Las profesiones y organismos obligados son muy similares a los nuestros, con la diferencia de que, como resultado de una orden adoptada en enero de 2009, el deber de cumplimiento se ha ampliado a cualquier persona que desempeñe una misión de servicio público.

Tracfin analiza las declaraciones de sospecha que les llegan de estos profesionales y entidades de forma que, cuando confirma una operativa de blanqueo, acude bien al fiscal de la República con competencia territorial o bien a los servicios especializados.

En el marco de sus competencias, este organismo puede requerir al sujeto obligado directamente (salvo en el caso de los abogados en el que tendrá que dirigirse a su órgano de colegiación) que se le entreguen las piezas relevantes para reconstruir las transacciones que han sido objeto de alerta y, además, cuenta con la facultad de imponer un plazo para la entrega de estos documentos.

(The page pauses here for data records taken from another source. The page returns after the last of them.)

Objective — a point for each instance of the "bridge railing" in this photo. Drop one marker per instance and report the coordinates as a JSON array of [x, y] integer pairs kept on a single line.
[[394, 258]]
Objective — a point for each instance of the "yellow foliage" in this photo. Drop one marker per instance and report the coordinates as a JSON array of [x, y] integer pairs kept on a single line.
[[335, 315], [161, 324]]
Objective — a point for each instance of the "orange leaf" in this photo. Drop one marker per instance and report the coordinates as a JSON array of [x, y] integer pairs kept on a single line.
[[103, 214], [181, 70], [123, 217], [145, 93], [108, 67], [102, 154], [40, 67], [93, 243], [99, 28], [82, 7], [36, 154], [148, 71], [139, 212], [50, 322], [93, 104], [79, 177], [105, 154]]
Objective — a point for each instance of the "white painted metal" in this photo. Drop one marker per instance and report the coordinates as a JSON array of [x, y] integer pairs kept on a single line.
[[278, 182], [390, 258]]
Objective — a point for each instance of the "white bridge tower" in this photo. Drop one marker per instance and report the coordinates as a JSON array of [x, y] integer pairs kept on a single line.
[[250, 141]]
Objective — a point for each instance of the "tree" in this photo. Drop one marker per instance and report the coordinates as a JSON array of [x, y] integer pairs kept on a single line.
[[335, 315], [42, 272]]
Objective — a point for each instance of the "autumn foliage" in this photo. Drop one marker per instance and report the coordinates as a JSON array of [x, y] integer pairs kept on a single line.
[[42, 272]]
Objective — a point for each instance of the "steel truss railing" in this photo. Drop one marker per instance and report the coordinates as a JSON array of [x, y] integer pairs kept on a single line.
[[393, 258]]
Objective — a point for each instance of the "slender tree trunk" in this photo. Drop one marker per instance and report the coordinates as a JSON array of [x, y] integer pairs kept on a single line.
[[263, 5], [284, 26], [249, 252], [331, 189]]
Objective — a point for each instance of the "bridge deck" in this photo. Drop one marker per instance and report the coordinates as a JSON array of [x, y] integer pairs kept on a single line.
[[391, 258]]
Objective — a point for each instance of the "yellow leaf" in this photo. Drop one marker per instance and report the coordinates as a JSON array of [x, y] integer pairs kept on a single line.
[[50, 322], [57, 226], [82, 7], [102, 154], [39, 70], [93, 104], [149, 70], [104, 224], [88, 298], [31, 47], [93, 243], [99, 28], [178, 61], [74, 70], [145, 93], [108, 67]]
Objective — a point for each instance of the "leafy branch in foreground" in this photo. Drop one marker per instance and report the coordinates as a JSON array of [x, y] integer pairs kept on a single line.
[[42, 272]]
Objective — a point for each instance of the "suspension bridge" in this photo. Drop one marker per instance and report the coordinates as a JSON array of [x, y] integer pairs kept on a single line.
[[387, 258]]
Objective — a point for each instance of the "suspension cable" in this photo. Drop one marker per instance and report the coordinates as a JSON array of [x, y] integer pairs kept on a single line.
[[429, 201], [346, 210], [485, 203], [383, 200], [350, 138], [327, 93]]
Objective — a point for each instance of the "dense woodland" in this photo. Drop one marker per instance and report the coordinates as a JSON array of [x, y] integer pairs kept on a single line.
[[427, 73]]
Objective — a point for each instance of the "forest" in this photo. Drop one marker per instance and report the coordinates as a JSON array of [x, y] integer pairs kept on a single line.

También podrá solicitar la información necesaria a cualquier persona que desempeñe un cargo público.

Asimismo, es competente para objetar de una transacción financiera sospechosa de la que ha sido informado por un sujeto obligado que participa en ella. El plazo para expresar su oposición a la operación es de un día desde que se recibe el informe.

Este gabinete de inteligencia financiera basa la cooperación internacional operativa en acuerdos bilaterales con sus homólogos extranjeros, lo que permite que la calidad y el tiempo de respuesta de los intercambios de información se optimicen  y vayan progresando. Y si bien la mayoría de las solicitudes provienen de países de la Unión Europea, aumentan de forma considerable aquellas procedentes de Asia y de Oriente Próximo.